Литмир - Электронная Библиотека

Мастер смотрел на нее в упор.

Она так и оставалась неподвижной до конца тренировки. Она больше не следила за тем, что происходило, она отключилась от окружающего и от самой себя, а потом оказалось, что никого уже нет, все разошлись, только Мастер стоял у широкого окна. Босой, молчаливый, в белом костюме борца, далекий и такой маленький в огромном зале. Он почувствовал ее взгляд и жестом пригласил на ковер.

Она каким-то нелепым прыжком кенгуру оказалась рядом. Он помедлил, осознавая, как ей удалось прыгнуть. Только что сидела на полу у шведской стенки, обхватив колени руками. А впрочем, он, вероятно, отвлекся и чего-то не заметил.

Он приблизился, не спуская глаз с замершего лица, принял встречную готовность, полное облако встречной концентрации, отодвинул на потом собственное удивление и в замедленном темпе изобразил несложное нападение и получил молниеносный упреждающий отпор. Он убавил фору, и опять она на какой-то миг опередила его, и он едва удержался от соблазна провести серьезный прием, но ответственность педагога одержала верх, и он скупо бросил:

— Придешь завтра в костюме.

Его не заботило, как она достанет костюм. Костюм был условием. Последней и уже ненужной преградой в капитуляции перед этой девчонкой.

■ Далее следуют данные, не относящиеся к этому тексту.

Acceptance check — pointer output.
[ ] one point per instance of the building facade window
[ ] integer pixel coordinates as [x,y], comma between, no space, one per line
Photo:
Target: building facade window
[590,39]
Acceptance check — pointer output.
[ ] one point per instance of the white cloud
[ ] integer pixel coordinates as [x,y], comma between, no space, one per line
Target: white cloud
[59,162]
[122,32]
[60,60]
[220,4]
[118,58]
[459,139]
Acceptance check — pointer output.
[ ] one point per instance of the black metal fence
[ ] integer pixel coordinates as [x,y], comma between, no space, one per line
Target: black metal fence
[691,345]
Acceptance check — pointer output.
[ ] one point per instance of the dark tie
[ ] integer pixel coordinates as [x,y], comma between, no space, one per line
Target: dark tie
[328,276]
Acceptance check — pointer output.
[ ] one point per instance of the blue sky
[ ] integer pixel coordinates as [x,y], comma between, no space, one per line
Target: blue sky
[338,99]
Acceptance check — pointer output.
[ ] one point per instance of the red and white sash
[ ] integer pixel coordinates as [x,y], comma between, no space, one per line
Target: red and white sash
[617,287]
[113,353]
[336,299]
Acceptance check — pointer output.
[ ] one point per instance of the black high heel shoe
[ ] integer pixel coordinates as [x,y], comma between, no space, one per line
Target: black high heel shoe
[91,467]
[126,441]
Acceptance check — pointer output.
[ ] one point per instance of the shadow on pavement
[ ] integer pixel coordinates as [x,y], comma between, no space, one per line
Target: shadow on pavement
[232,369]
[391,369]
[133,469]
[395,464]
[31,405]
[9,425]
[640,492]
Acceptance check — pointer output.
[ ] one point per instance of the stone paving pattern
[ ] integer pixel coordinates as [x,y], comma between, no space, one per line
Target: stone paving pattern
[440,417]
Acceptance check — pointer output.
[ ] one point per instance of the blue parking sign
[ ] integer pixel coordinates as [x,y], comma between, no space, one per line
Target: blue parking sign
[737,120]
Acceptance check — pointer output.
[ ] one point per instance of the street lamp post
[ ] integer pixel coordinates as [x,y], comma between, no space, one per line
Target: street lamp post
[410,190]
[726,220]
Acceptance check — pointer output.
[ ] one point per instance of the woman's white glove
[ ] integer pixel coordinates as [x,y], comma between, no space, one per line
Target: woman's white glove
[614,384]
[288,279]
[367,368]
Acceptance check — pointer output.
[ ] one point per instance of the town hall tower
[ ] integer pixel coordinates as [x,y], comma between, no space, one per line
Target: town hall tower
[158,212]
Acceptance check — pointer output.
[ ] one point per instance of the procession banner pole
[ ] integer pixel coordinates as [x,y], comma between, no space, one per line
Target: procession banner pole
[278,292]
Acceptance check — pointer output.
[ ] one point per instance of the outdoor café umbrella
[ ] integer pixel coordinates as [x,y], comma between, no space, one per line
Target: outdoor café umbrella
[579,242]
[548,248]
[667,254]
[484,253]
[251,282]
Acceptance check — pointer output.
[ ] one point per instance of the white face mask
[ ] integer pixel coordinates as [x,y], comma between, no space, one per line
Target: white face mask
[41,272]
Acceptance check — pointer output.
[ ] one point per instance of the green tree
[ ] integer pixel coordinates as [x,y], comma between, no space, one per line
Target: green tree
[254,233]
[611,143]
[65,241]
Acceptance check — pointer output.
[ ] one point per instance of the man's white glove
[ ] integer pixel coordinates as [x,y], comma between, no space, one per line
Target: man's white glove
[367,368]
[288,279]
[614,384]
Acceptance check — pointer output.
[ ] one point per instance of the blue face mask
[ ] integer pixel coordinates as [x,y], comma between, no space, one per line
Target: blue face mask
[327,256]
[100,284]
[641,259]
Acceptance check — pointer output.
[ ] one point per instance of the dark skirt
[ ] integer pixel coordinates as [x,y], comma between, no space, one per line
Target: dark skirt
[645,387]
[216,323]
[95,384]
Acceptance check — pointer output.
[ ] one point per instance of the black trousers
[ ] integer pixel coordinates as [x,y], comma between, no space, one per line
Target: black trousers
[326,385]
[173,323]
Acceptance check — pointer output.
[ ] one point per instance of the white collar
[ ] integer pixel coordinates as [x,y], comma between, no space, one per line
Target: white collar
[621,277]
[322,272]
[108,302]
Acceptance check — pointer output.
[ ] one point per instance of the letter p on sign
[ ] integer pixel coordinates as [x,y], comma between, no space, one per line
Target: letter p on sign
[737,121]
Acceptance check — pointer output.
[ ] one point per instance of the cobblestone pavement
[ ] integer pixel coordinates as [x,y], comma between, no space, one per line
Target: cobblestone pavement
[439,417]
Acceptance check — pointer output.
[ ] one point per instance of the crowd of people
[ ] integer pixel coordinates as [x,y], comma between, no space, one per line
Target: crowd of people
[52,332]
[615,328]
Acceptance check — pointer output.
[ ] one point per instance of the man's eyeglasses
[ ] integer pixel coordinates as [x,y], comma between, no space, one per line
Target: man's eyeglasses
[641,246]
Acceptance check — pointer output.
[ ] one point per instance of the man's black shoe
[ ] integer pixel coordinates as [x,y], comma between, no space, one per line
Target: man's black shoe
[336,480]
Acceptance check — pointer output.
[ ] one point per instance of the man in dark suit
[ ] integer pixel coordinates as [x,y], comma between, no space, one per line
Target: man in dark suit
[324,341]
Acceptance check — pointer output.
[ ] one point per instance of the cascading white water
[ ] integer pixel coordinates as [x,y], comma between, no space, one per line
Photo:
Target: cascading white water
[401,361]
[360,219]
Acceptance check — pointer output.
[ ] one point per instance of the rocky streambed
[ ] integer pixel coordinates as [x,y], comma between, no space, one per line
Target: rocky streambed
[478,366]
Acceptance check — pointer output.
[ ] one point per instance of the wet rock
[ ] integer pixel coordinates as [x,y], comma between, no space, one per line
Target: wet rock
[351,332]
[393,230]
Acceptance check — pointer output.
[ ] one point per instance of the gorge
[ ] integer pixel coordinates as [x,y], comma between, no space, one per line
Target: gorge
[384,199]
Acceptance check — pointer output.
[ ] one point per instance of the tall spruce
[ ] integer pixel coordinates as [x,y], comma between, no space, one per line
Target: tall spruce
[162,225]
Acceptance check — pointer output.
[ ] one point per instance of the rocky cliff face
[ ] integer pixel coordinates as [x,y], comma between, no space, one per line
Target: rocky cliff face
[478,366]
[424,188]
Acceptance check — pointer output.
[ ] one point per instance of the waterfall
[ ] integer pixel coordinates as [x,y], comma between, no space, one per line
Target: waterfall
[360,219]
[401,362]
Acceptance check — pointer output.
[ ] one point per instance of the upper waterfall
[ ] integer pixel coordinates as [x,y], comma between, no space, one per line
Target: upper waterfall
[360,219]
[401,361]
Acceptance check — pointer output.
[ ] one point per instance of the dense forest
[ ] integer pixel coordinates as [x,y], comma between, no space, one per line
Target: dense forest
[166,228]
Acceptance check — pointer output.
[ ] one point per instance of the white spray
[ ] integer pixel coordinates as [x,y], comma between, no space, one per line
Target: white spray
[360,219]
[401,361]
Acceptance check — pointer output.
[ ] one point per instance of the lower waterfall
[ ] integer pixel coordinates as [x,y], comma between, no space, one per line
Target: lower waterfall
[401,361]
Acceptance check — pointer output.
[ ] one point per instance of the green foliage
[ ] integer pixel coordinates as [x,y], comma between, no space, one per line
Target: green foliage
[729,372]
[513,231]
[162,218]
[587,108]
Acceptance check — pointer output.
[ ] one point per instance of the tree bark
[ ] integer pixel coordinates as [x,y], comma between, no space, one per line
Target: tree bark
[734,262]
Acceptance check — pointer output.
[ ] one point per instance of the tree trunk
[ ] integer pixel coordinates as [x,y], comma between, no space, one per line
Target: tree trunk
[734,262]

Если он надеялся, что какая-то тряпка, пусть даже одеяние для тренировочного боя, ее остановит, то, конечно, надеялся напрасно. Он сделал все для того, чтобы она отчаялась, обиделась, усомнилась в себе и покинула ковер, не выходя на него. Она оказалась сильней — он в этом уже не виноват. Он принимает к себе еще одного ученика, и, быть может, главного в своей жизни.

Она изменилась. Костюм приписал ей походку. Нет, это была не только походка, это было время — То Время. Крадущаяся, упругая пробежка. Зрение. Не глазами, нет — всем телом. Тело, готовое в любой миг взлететь спущенной пружиной.

Любопытствующие взгляды его учеников, кое у кого явно насмешливые, сменились недоумением, а улыбочки внезапной серьезностью. Забавно. Забавно. Значит, не один он отреагировал на эту пружинную готовность.

Сегодня оба ковра были свободны. Его ученики собрались, как и вчера, у левого, а он, когда была возможность, предпочитал правый. Да, лучше правый, думал он, и Лушка, одна из всех, двинулась вправо, все той же прислушивающейся пробежкой, не спрашивая и не оглядываясь.

Он, глядя ей вслед, на ее мелко-быстрый шаг, четко подумал, что в таком случае он выбирает для занятий нелюбимую левую сторону. Шаг замедлился, спина прислушалась. Да, решил он, сегодня он работает слева.

Она торопливо вернулась, ни вопроса, ни какого-нибудь недоумения не было в ее лице, лишь опасение пропустить начало.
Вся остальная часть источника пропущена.